The Fantasticks: About the Show
Created by Tom Jones and Harvey Schmidt, The Fantasticks is a funny and romantic musical about a boy, a girl, and their two fathers who try to keep them apart. The narrator, El Gallo, asks the audience to use their imagination and follow him into a world of moonlight and magic. The boy and the girl fall in love, grow apart, and finally find their way back to each other after realizing the truth in El Gallo's words, that "without a hurt, the heart is hollow."

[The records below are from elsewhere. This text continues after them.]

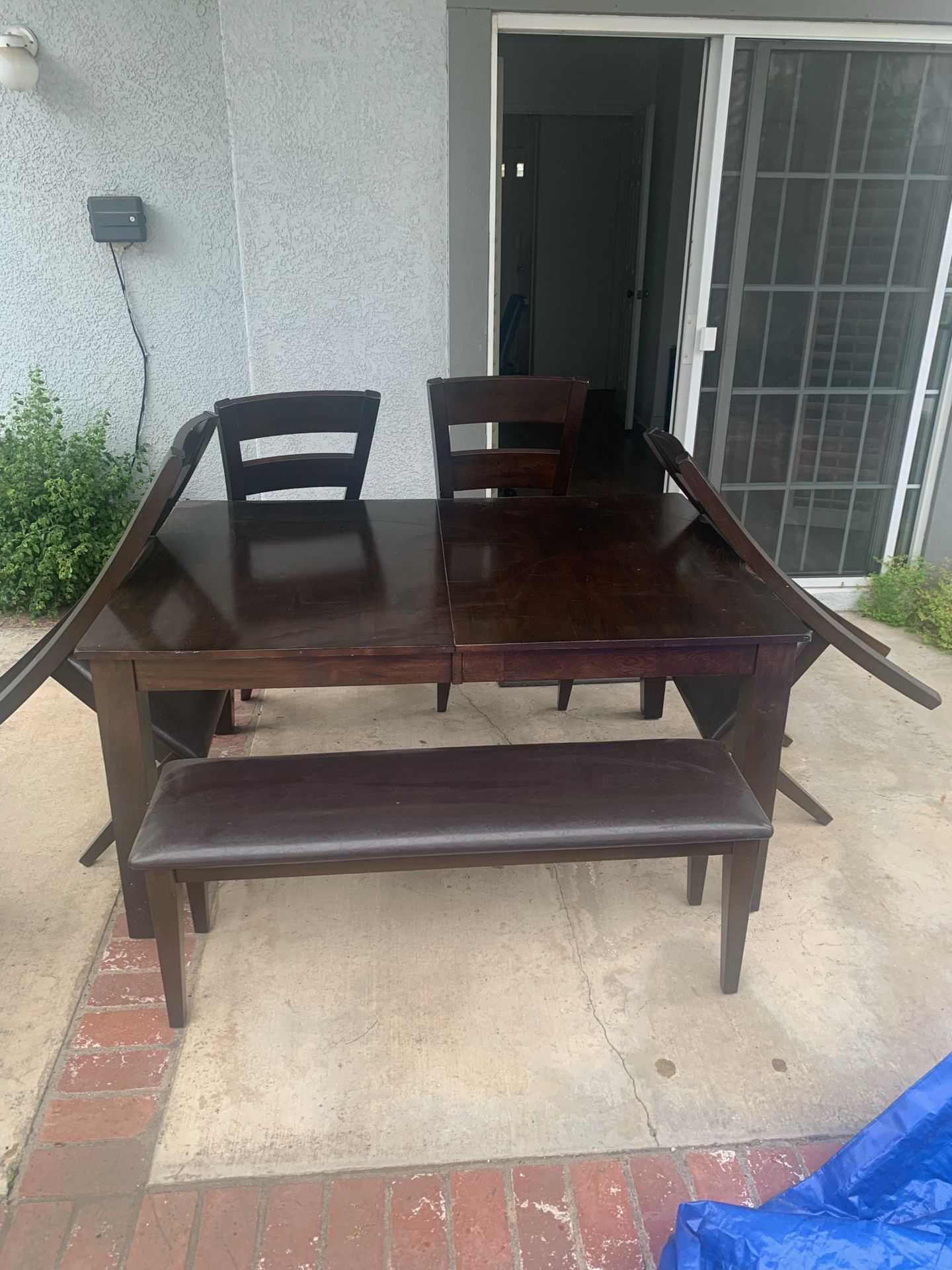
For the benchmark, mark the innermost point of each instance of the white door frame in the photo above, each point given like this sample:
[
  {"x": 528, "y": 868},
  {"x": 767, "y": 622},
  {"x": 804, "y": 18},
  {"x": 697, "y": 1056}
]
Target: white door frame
[
  {"x": 640, "y": 261},
  {"x": 721, "y": 36}
]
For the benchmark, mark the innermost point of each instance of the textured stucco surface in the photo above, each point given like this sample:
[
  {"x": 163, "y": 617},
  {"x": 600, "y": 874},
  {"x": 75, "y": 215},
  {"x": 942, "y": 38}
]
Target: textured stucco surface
[
  {"x": 131, "y": 101},
  {"x": 339, "y": 149},
  {"x": 323, "y": 140}
]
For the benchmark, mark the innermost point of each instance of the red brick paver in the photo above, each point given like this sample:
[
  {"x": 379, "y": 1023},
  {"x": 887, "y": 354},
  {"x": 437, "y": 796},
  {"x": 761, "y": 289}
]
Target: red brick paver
[
  {"x": 163, "y": 1231},
  {"x": 356, "y": 1230},
  {"x": 481, "y": 1238},
  {"x": 127, "y": 988},
  {"x": 292, "y": 1227},
  {"x": 606, "y": 1220},
  {"x": 229, "y": 1223},
  {"x": 543, "y": 1218},
  {"x": 98, "y": 1235},
  {"x": 84, "y": 1169},
  {"x": 99, "y": 1118},
  {"x": 716, "y": 1175},
  {"x": 418, "y": 1224},
  {"x": 33, "y": 1236},
  {"x": 774, "y": 1169},
  {"x": 113, "y": 1071},
  {"x": 816, "y": 1154}
]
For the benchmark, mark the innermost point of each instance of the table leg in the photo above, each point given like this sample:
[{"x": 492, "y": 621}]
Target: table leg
[
  {"x": 758, "y": 733},
  {"x": 128, "y": 755}
]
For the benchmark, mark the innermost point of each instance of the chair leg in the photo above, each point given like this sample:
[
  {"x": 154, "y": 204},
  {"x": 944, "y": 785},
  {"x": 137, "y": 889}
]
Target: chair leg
[
  {"x": 198, "y": 901},
  {"x": 165, "y": 905},
  {"x": 736, "y": 904},
  {"x": 225, "y": 726},
  {"x": 100, "y": 843},
  {"x": 795, "y": 792},
  {"x": 697, "y": 872},
  {"x": 653, "y": 698}
]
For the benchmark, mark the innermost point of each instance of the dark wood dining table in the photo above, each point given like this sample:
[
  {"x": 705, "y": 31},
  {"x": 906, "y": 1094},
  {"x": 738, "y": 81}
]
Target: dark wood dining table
[{"x": 424, "y": 591}]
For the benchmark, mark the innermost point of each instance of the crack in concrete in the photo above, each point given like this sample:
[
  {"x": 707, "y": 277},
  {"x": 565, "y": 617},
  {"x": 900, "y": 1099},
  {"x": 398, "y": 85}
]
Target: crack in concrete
[
  {"x": 596, "y": 1015},
  {"x": 480, "y": 712}
]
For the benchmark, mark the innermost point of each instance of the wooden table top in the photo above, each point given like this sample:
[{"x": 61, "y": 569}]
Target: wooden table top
[
  {"x": 273, "y": 578},
  {"x": 574, "y": 572},
  {"x": 276, "y": 577}
]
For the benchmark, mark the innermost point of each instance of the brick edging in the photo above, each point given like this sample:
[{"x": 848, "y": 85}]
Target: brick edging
[{"x": 81, "y": 1201}]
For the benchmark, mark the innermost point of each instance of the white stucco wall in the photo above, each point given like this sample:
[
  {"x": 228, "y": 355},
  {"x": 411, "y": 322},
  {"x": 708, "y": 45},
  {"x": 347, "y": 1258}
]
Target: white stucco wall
[
  {"x": 294, "y": 172},
  {"x": 339, "y": 117},
  {"x": 130, "y": 101}
]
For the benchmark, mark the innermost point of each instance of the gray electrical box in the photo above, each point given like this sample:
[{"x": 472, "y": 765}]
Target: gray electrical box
[{"x": 117, "y": 220}]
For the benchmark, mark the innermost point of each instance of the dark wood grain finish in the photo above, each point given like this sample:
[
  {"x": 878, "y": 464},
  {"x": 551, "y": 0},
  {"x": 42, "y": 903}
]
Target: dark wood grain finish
[
  {"x": 524, "y": 399},
  {"x": 285, "y": 414},
  {"x": 254, "y": 582},
  {"x": 714, "y": 702},
  {"x": 397, "y": 592},
  {"x": 467, "y": 806},
  {"x": 126, "y": 737},
  {"x": 536, "y": 573},
  {"x": 184, "y": 723}
]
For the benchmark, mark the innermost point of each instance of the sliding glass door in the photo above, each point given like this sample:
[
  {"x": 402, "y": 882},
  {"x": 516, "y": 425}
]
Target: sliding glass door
[{"x": 832, "y": 228}]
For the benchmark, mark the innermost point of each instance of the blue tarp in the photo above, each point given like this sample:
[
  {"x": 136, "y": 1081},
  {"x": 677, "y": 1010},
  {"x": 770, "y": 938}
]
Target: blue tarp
[{"x": 881, "y": 1203}]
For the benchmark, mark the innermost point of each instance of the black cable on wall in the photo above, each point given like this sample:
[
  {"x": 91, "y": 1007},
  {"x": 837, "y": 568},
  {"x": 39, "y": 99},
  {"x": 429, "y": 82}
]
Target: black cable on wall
[{"x": 141, "y": 349}]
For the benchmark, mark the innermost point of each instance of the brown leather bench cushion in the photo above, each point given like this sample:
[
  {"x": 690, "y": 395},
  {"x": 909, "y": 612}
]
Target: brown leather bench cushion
[{"x": 317, "y": 808}]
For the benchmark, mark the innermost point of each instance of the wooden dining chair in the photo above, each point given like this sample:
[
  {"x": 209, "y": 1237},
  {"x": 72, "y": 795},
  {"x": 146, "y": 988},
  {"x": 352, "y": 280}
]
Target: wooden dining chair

The Fantasticks is loosely based off Les Romanesques by French dramatist Edmond Rostand, more famously known as the playwright of Cyrano de Bergerac. The plot draws from several romantic stories, including the story of Pyramus and Thisbe from Shakespeare's A Midsummer Night's Dream. Schmidt and Jones initially tried to make the story about two ranches, one Anglo and one Spanish, but were forced to throw everything away after facing an early deadline. Elements of the original production drew from various sources. The role of El Gallo as omniscient narrator came from the use of an "invisible" Property Man in the Chinese Theatre. The choice to use the actors in a commedia dell'arte style came from a City Center production of Goldoni's A Servant of Two Masters. Jones was also greatly inspired by Shakespeare's poetry and tried to use his notions of verse, ending couplets, and a unifying image.
The Fantasticks was originally written as a one act play that premiered at Barnard College for one week in August of 1959. Once reworked, it then moved to New York and opened on May 3, 1960 at the Sullivan Street Playhouse in Greenwich Village. The original cast included Jerry Orbach, Rita Gardner, Kenneth Nelson, and librettist Tom Jones under a pseudonym. The show's original production ran until January 13, 2002, having performed an astounding 42 years and over 17,000 performances. Due to popular demand, an Off-Broadway revival of The Fantasticks opened in August 2006 at the Jerry Orbach Theatre in the Snapple Theater Center in New York City where it continues to run. The musical celebrated its 50th anniversary in 2010.